La Reyne (maintenant Regente en France) qui a un zele ardent pour toutes les oeuvres de pieté, ayant desiré que les Reverendes Meres Feuillentines de Tolose fussent établies dans Paris, écrivit pour ce sujet aux Reverens Peres de la Congregation de Nostre-Dame des Feuillens, assemblez à Pignerol à leur Chapitre general, au mois de May de l'an 1622. qui ayans receu les lettres de sa Majesté, luy accorderent sa juste demande, par leur decret du 12. Juin de la méme année; et le Reverend Pere Dom Jean de saint François, qui estoit lors General de la mesme Congregation, pour l'execution de [432] ce decret, en donna la commission le 29. Juillet de la méme année 1622. aux Peres Dom Pierre de saint Eloy, Provincial d'Aquitaine, et Dom Jean de saint Marcial Provincial de France, pour les aller conduire et établir à Paris, où la Mere Domne Marguerite de sainte Marie, Superieure, et cinq autres Religieuses, arriverent le 28. de Novembre, et furent menées et conduites en procession dans leur Monastere du faux-bourg saint Jaques, entre celuy du Val de Grace, et le grand Convent des Ursulines, qui leur a esté donné et fondé par feue Madame Anne Gobelin, veuve de Monsieur de Plainville, de la Maison d'Estourmel (5) en Picardie, qui estoit Gouverneur de Corbie, et premier Capitaine des Gardes du corps.
Il y a eu plusieurs autres Princesses et Dames nommées Marguerites en ces derniers temps, dont je ferois des Eloges, si j'en avois des Memoires; entre autres Marguerite d'Austriche, fille et soeur d'Empereurs, et de Reynes de France et d'Espagne, dont je parleray en l'Eloge de sa mere l'Imperatrice Marie; et Marguerite de Mantoue Duchesse de Lorraine, et autres; ou si je ne craignois de grossir trop ce 2. Tome: ce qui m'oblige de finir cette VI. partie, pour faire la VII. où je décriray les vertus des Maries. Or je suis obligé de commencer par la grande Marie de Medicis, femme, mere, et ayeule de nos Rois.

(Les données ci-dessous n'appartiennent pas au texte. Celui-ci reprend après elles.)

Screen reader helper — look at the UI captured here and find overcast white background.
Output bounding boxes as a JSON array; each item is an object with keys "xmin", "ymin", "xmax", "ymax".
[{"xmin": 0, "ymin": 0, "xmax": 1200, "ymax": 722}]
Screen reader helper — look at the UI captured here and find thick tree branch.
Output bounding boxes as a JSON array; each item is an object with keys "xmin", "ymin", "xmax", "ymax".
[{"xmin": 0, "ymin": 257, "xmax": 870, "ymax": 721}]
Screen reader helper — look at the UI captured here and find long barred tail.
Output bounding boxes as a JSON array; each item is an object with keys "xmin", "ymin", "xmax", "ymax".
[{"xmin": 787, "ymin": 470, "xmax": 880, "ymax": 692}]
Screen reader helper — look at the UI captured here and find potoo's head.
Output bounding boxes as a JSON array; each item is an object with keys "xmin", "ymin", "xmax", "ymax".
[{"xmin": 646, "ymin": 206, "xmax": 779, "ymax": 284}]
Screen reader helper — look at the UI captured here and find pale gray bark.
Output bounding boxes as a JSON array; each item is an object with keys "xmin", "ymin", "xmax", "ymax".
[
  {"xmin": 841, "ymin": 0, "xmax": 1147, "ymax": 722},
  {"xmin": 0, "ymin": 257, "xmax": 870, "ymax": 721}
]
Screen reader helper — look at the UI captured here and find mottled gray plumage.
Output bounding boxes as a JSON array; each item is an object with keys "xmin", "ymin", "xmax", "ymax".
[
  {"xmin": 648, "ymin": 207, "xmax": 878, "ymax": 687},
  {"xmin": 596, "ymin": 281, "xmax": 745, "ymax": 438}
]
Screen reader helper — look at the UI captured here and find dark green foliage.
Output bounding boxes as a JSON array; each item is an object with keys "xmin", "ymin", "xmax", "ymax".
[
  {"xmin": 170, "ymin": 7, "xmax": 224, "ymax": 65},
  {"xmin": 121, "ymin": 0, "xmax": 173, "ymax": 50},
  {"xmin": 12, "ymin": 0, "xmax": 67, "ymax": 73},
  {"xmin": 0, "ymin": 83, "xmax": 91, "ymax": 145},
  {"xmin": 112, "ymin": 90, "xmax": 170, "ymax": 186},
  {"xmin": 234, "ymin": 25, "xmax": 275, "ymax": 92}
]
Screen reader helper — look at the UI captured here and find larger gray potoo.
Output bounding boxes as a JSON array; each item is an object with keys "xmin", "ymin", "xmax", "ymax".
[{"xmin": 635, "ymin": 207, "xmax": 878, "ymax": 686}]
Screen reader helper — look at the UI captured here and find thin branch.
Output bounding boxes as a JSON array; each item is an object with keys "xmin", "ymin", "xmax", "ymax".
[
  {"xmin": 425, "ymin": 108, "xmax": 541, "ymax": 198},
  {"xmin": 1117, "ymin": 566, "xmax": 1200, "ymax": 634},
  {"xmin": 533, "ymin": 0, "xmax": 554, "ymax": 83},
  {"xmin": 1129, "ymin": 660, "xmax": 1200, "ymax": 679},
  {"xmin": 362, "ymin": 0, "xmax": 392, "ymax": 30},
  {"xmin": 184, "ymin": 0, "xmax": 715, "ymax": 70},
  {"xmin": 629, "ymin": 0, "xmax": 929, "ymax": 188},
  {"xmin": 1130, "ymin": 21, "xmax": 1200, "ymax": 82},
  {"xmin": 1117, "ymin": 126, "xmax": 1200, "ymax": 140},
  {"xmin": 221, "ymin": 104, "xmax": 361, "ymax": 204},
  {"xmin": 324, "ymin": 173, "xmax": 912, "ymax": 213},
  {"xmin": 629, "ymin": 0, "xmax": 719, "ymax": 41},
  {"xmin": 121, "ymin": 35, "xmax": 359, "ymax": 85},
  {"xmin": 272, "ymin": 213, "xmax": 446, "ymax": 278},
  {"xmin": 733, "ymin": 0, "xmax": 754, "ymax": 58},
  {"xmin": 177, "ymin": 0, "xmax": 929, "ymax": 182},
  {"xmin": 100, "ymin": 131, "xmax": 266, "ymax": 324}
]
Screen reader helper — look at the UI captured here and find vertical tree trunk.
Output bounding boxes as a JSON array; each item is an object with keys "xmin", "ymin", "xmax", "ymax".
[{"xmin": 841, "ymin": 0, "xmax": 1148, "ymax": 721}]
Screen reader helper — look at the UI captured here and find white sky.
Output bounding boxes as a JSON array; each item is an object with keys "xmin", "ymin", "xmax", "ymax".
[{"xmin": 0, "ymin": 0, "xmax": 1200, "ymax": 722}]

(1) Gibonus. A. Miraeus. C. Henriquez. A. Manrique. Theo. Raynaudus in vita D. Amedei Lausanensis Episcopi.
(2) Sainte Humbeline soeur de saint Bernard.
(3) G. de Catel au 2. livre de ses Memoires du Languedoc.
(4) Le 21. de Novembre.
(5) Estourmel, de gueules, à la Croix cretelée ou dentelée d'argent. Gobelin, d'azur, au chevron d'argent, accompagné de deux étoiles d'or en chef, et d'un demy vol de mesme en pointe.